Lika, die lediglich genickt hatte, blickte der Rothaarigen nun hinterher.
„Passiert das öfter?“, fragte sie und wusste nicht, dass Sezuna sie hören konnte.
„Nur wenn sie sich zu viele unnötigen Gedanken macht“, murmelte Kaden in einer halbwegs normalen Lautstärke und wunderte sich selbst, wieso genau sie nun diesen Zusammenbruch hatte. Er konnte zwar ihre Gefühle spüren, doch nicht ihre Gedanken lesen. Obwohl er sich ziemlich sicher war, dass er das gar nicht wollte.
Langsam stand er auf und brachte seinen Teller in die Küche. „Ich helfe dir beim Abwasch. Ich denke wir sollten lieber erst morgen zum Hotel zurückkehren. Du kannst also gehen“, erklärte Kaden so teilnahmslos wie möglich, ohne einen Bezug zu Sezuna deutlich zu machen, auch wenn es doch ziemlich offensichtlich war.

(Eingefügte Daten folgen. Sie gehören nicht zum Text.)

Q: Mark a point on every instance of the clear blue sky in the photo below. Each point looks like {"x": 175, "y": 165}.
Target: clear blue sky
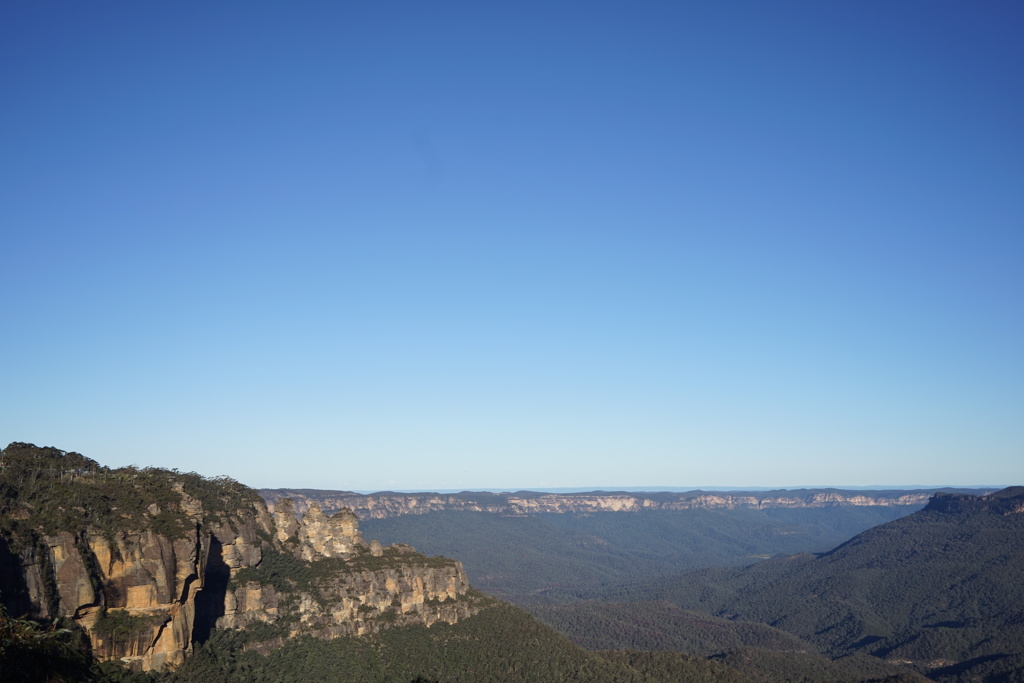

Nach seinem letzten Satz wandte sich Orion zu Lika und wartete auf ihr Einverständnis, dass er sie mit dem Vampir alleine lassen würde.
Lika wirkte erst sehr unschlüssig, nickte dann aber Orion zu.
Sie würde das schaffen. Es war immerhin nur Kaden. Er würde ihr schon nichts tun. Sonst hätte der Rat sie gar nicht in ein Team gesteckt.
Außerdem konnte sie ihn so ein bisschen besser kennen lernen.